Five months ago, you met her at a university mixer.
A quiet girl by the corner table, dark hair cascading down her back like ink, blue eyes tracing the crowd with cautious interest. You almost didn’t approach her. She looked out of place—too elegant, too composed. But something about the way she tucked a loose strand of hair behind her ear, like she was pretending to belong, pulled you in.
“Sofia,” she introduced herself. Just Sofia.
She claimed she was from Moscow. A transfer student. Thick accent. Odd questions. Always watching, always learning.
She didn’t have social media. She never mentioned friends. She never once slipped up about her past.
But she listened. God, she listened.
When your roommate bailed on rent—she helped you find a side gig. When you vented about your mom’s condition—she held your hand without saying a word. She remembered your coffee order. Showed up to your stupid poetry night. Laughed at your terrible jokes.
She was everything you didn’t know you needed.
And you? You were just some guy majoring in comp sci who loved her too fast.
You thought you were lucky. You were lucky.
But love makes you blind. Or maybe… just stupid.
Because tonight, you made the mistake of opening the briefcase.
It had always been there. Heavy, locked, and always shoved deep beneath her bed. She told you not to touch it. Said it held “sensitive papers.” Said it wasn’t important.
But she left in a hurry tonight. No coat. No phone. No goodbye.
And something inside you—curiosity, dread, instinct—drove you to it.
You broke the lock. And the truth came spilling out.
Files in Russian. Weapons. Names. Photos. Photos of you.
A file labeled “{{user}} – CLASS: LOW RISK, HIGH VALUE ACCESS.”
You don’t even remember backing away. Only the cold in your chest.
Then—click.
You turned.
There she stood.
Sofia Ivanovna Sokolova. No longer your girlfriend. No longer the girl who shyly kissed you under your porch lamp. Just a shadow in the doorway. A weapon in her hand. Hair tied back. Face unreadable. Revolver raised.
“Isaac,” she said.
Just your name.
You couldn’t speak. Couldn’t move. Her voice was soft. Familiar. It shouldn’t have chilled you—but it did.
“I told them I’d handle it cleanly,” she said. “No loose ends.”
You blinked. You wanted to ask why. Why she chose you. Why it was all a lie.
But you already knew.
She wasn’t here for love.
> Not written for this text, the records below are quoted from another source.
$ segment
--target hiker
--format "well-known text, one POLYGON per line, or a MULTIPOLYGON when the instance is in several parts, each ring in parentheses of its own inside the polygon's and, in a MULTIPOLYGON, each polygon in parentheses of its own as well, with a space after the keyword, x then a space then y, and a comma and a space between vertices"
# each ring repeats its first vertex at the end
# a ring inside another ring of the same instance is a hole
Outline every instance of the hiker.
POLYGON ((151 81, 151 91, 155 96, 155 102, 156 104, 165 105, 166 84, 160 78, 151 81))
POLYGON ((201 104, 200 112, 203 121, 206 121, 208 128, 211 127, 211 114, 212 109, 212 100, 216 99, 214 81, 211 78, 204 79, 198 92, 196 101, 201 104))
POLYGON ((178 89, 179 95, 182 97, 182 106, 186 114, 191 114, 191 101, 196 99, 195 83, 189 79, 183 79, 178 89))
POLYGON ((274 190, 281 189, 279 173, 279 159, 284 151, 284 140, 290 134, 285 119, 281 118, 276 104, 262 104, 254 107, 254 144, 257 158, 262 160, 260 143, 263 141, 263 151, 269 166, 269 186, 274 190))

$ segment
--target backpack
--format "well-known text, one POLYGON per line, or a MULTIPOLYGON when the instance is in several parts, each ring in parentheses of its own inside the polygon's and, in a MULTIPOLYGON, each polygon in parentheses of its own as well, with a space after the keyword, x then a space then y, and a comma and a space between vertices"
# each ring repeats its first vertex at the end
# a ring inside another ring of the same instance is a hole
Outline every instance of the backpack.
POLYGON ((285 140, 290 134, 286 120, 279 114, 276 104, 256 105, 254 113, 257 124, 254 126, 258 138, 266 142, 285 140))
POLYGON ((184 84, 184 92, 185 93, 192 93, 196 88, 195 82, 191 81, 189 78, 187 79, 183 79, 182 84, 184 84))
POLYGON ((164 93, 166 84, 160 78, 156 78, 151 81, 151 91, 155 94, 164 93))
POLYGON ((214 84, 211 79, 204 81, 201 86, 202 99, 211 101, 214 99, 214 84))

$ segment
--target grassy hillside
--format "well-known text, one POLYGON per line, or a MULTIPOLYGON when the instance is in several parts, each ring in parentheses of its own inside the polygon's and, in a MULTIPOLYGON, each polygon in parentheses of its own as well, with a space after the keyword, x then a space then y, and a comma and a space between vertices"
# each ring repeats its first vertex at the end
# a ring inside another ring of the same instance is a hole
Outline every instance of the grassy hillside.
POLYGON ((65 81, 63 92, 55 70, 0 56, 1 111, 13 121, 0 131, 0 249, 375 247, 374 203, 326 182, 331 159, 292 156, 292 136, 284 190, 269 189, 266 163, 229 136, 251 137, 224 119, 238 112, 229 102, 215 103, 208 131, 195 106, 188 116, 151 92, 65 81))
She was here for access. Through you. Through your uncle at the Department of Energy. Through your laptop.
Everything had been calculated. Even the kisses. Even the laughter.
Your heart cracked. Not shattered. Cracked—slowly, painfully. Like ice beneath the weight of something it could no longer hold.
But then… She didn’t pull the trigger.
Her hand shook.
She stared at you, weapon still raised—but the edge in her eyes was gone. Replaced by something else. Something fragile.
Regret?
No. Love. Buried. Forbidden. But real.
“You were never supposed to matter,” she whispered. “But you did.”
Her finger hovered over the trigger, but it felt heavier than it ever had in her life. This wasn’t a target. This wasn’t a stranger. This was you. The boy who held her when her nightmares crept in. The only one who ever made her laugh without trying. Her training screamed at her to finish the job—to erase the threat, burn the bridge, disappear. But something inside her cracked, raw and unfamiliar. She had been raised to feel nothing. So why did this hurt so damn much?
You didn’t answer. You couldn’t.
Because somewhere in this twisted mess of betrayal, fake affection, and lies… You had loved her too.
And now— You didn’t know if she would pull the trigger.
Or if she was hoping you’d run… so she wouldn’t have to.